Long intergenic non–protein-coding RNA 324 (LINC00324) is abnormally expressed in multiple human cancer types and plays an important role in cancer initiation and progression. This study showed that LINC00324 was expressed at higher levels in retinoblastoma (RB) tumors and cell lines than in control samples. Increased LINC00324 expression closely correlated with the TNM stage, optic nerve invasion, and shorter overall survival among patients with RB. The knockdown of LINC00324 decreased RB cell proliferation, colony formation, migration, and invasion, and promoted apoptosis and cell cycle arrest in vitro as well as hindered tumor growth in vivo. With respect to the mechanism, LINC00324 acted as a competing endogenous RNA for microRNA-769-5p (miR-769-5p) in RB cells.
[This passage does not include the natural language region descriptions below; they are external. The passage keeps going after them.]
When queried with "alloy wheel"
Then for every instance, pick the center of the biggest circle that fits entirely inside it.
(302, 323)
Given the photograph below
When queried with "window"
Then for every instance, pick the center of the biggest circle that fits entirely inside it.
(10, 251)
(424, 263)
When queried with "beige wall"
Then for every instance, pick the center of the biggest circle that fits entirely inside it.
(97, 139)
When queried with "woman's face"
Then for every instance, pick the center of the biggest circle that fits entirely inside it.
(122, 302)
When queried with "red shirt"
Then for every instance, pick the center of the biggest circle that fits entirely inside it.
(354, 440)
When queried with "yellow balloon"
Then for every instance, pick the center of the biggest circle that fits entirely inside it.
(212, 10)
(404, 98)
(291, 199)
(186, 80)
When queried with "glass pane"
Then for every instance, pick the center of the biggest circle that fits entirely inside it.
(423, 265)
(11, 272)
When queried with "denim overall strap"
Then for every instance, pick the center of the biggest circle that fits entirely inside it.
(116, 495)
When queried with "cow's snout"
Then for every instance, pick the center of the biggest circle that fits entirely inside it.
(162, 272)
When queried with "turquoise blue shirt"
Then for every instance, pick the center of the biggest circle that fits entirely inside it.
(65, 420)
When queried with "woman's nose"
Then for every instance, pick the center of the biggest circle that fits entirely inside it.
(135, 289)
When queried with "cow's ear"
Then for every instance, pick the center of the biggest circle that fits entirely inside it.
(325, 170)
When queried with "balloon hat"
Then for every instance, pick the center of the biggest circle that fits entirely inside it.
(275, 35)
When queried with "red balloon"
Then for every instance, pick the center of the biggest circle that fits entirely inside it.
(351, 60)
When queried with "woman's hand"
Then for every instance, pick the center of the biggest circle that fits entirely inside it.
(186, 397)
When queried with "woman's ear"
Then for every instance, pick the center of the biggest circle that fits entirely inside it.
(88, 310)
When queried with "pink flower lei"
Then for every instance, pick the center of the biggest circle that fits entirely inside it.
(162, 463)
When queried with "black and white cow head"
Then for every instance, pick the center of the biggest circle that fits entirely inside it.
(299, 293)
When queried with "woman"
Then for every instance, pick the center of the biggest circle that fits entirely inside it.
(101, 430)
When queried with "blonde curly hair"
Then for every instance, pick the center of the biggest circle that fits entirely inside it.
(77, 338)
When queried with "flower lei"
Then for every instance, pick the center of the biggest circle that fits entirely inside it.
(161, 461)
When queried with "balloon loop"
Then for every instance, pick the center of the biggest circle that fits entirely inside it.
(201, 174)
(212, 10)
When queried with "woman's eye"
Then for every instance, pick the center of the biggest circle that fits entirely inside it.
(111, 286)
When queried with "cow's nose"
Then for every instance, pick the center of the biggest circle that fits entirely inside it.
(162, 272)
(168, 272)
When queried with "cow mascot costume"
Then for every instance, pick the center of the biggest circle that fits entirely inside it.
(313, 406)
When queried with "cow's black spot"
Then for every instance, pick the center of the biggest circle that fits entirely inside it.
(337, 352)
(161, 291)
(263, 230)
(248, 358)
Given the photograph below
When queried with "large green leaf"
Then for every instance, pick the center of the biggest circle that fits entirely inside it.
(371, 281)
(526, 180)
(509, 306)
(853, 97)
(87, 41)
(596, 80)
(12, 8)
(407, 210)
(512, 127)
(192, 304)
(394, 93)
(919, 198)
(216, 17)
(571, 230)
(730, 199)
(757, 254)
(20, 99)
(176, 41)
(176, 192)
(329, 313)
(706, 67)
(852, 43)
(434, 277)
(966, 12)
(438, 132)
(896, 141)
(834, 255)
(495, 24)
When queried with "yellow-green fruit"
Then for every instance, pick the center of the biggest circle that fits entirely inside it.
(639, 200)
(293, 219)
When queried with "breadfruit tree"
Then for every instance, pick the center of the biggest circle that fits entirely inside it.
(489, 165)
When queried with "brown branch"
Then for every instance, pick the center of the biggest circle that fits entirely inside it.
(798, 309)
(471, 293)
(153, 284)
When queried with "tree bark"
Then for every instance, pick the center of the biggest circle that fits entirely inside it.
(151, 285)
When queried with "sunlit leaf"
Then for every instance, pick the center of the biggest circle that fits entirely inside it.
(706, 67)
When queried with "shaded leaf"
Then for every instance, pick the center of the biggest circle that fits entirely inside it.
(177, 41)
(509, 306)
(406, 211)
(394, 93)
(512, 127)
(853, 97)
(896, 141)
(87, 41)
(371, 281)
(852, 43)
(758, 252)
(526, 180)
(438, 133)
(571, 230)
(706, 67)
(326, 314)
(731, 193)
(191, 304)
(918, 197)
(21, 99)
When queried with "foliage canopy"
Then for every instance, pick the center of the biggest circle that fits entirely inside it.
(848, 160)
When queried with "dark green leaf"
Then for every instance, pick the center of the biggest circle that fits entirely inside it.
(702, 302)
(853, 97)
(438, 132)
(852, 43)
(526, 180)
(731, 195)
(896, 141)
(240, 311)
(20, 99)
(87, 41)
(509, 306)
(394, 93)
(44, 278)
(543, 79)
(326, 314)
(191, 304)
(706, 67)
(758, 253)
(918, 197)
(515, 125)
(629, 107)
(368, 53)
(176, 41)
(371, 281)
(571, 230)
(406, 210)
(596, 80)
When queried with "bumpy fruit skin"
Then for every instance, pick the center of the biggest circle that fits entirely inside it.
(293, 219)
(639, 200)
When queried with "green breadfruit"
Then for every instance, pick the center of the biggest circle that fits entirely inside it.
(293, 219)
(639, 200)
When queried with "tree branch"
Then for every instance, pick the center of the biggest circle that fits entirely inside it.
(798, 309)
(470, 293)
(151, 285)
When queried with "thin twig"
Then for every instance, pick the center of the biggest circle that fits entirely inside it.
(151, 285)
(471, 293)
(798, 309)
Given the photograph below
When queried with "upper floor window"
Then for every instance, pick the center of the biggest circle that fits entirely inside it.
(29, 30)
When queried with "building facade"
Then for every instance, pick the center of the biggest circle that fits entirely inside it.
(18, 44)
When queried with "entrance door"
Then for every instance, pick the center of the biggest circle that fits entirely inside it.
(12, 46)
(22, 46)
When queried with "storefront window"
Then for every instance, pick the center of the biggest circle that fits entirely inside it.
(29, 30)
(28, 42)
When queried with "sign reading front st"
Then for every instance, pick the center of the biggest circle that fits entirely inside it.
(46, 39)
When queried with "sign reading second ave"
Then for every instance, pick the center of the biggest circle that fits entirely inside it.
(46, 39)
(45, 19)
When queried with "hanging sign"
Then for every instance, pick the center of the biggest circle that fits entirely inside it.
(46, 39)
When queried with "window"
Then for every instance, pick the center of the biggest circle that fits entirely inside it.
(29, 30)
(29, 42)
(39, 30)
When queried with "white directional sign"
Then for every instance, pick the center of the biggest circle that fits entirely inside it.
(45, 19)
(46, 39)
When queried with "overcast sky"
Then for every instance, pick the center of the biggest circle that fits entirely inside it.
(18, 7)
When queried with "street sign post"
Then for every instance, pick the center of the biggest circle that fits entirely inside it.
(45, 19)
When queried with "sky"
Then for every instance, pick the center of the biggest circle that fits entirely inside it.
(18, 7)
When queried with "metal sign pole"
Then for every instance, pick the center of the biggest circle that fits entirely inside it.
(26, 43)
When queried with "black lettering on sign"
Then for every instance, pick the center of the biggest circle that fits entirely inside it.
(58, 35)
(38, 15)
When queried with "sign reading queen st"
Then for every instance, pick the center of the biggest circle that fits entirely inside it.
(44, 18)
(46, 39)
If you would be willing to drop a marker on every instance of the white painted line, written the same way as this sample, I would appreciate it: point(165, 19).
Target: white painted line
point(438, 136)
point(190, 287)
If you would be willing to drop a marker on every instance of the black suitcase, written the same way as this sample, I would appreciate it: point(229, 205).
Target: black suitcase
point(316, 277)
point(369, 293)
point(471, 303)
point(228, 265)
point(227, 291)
The mRNA of signal transducer and activator of transcription 3 (STAT3) was identified as a direct target of miR-769-5p in RB cells. Rescue experiments indicated that restoration of STAT3 expression attenuated the tumor-suppressive actions of miR-769-5p in RB cells. Downregulation of miR-769-5p or restoration of STAT3 almost completely reversed the effects of LINC00324 knockdown on RB cells. Our findings describe a novel RB-related LINC00324–miR-769-5p–STAT3 axis that is implicated in the malignancy of RB in vitro and in vivo. This study may point to innovative therapeutic targets in RB.